Saya membeli beberapa buku ini di bawah jembatan
penyeberangan dekat kampus. Satuannya hanya lima yuan saja, atau setara dengan
Rp 10 ribuan. Wow, harga makan siang di kantin kampus saja lebih Rp 10 ribu. Murah
banget nggak, sih?
Ada yang lebih murah dan lebih tidak masuk akal. Buku-buku
re-print like ori yang tanpa cela. Kalau
tidak perhatian, kita justru tidak tahu kalau itu buku bajakan. Saking sama
persis dengan terbitan asli. Layout-nya
rapi, gambarnya terang, kopian halamannya juga sama persis. Kalau diberi kelas,
ini buku KW satu. Kualitas KW premium. Harganya? Cuma Rp 10 ribuan saja. Kalau
beli di taobao (e-commerce di China
yang serupa dengan Shopee) justru lebih murah. Harganya Cuma satu yuan saja
atau setara dengan dua ribuan.
Saya sampai terkecoh saat teman-teman saya membeli
banyak buku di taobao untuk tugas
periklanan mereka. Saya pikir, itu buku-buku asli seperti yang dijual di Wangfujing Book Store. Harganya memang
agak mahal untuk yang sudah terbiasa buku murah. Meskipun kalau dibandingkan
dengan harga buku di Indonesia jauh lebih murah di Beijing sana.
Roommate
saya
asal Korea Selatan yang berkuliah di fakultas periklanan lantas menjelaskan
pada saya, “zhe shi jia de. Women buneng
mai zhen de. Mai bu liao (ini palsu. Kami nggak mampu beli yang asli. Tidak mampu
beli).”
Saya cek dan ricek, lihat dengan seksama. Nyaris sama, tanpa cela, tiada cacat. Tak heran kalau China dijuluki barang palsu kualitas premium. Mereka bisa meniru tanpa cela. Bahkan untuk buku bajakan yang diperhalus dengan istilah reprint atau reproduction.

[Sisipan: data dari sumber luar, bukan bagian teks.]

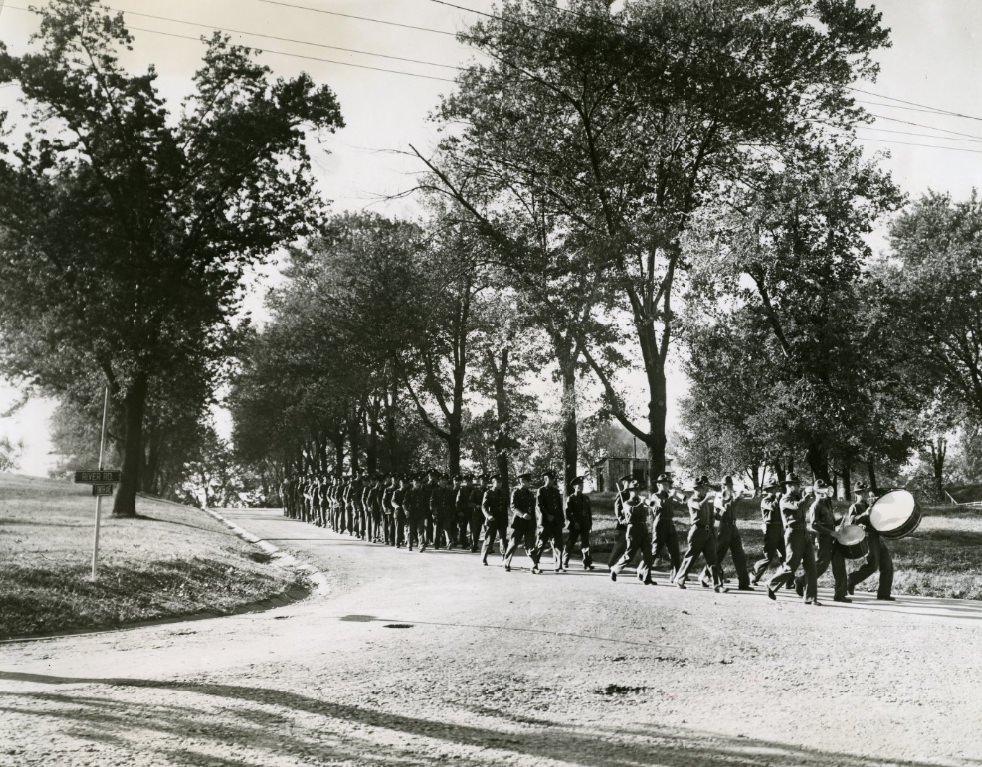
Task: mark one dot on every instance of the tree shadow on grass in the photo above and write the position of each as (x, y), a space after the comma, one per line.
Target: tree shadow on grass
(319, 730)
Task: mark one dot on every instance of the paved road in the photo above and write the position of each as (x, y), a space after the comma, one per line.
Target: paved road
(416, 659)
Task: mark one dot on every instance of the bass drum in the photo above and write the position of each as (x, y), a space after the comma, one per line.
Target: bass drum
(895, 514)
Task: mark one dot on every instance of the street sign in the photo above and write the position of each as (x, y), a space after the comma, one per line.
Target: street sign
(93, 477)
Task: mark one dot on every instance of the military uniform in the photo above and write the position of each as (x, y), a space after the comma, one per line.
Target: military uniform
(579, 524)
(638, 540)
(728, 539)
(878, 559)
(494, 509)
(798, 545)
(549, 532)
(702, 539)
(522, 528)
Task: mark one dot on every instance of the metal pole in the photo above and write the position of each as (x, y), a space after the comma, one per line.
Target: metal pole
(98, 498)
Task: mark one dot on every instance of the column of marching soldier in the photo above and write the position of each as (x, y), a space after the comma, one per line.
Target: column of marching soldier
(433, 510)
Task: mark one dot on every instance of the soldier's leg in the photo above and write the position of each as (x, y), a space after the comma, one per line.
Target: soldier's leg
(885, 567)
(697, 540)
(620, 545)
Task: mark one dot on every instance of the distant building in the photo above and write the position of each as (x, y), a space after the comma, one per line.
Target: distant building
(609, 469)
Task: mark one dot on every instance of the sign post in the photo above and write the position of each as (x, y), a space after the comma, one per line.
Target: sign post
(97, 488)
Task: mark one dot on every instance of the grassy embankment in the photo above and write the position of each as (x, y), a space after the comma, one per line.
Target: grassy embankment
(943, 558)
(170, 561)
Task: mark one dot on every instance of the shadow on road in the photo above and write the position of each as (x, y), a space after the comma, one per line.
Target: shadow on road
(262, 722)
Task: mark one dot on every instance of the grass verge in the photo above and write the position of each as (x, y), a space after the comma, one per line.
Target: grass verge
(170, 561)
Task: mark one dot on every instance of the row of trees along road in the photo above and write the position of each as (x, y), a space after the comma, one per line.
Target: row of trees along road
(126, 228)
(611, 188)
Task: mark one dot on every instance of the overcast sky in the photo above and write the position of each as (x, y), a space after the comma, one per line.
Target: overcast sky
(934, 64)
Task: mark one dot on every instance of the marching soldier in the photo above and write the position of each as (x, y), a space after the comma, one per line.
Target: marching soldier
(549, 509)
(878, 559)
(728, 536)
(773, 528)
(664, 535)
(821, 529)
(797, 543)
(702, 538)
(620, 523)
(522, 529)
(579, 524)
(494, 508)
(638, 537)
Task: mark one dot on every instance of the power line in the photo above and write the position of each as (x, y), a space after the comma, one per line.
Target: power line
(359, 18)
(282, 53)
(915, 104)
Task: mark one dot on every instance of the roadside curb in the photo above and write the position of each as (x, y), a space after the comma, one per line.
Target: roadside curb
(283, 557)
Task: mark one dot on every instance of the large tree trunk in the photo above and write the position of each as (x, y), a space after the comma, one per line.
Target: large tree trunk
(133, 405)
(570, 437)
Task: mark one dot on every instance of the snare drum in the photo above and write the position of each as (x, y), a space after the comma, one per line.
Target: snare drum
(853, 542)
(895, 514)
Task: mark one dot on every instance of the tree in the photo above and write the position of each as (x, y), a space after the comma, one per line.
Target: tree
(126, 229)
(615, 127)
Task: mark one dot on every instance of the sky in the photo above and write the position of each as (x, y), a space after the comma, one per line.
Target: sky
(932, 68)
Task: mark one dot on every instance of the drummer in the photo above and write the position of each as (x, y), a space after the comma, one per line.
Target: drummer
(878, 559)
(821, 527)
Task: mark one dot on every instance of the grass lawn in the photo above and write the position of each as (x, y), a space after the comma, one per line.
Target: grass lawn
(169, 561)
(943, 558)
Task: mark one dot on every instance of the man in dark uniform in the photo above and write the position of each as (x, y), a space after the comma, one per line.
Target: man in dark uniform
(702, 537)
(442, 510)
(728, 535)
(878, 559)
(638, 537)
(494, 508)
(620, 522)
(478, 492)
(549, 532)
(797, 543)
(579, 524)
(773, 528)
(401, 517)
(821, 529)
(664, 535)
(522, 528)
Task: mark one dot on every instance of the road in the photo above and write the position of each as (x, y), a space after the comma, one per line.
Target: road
(419, 659)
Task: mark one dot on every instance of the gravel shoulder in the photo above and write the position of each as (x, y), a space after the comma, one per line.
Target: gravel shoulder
(504, 669)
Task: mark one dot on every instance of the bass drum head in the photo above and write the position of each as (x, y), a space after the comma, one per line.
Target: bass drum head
(895, 514)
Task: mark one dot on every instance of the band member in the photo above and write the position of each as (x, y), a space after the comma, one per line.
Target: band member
(579, 523)
(773, 529)
(477, 510)
(549, 510)
(878, 559)
(728, 536)
(702, 539)
(620, 522)
(821, 529)
(522, 522)
(797, 543)
(665, 538)
(494, 507)
(638, 537)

Jadi, tidak heran kalau pendidikan dan kekuatan literasi di China merata ke semua tingkatan ekonomi. Kalau di banyak tempat Indonesia membaca digolongkan sebagai hobi orang kaya, hobi mewah, atau hobi menghabiskan uang. Berbeda dengan di China, selain harga buku murah, buku gratis pun gampang di dapat untuk berbagai kelompok usia.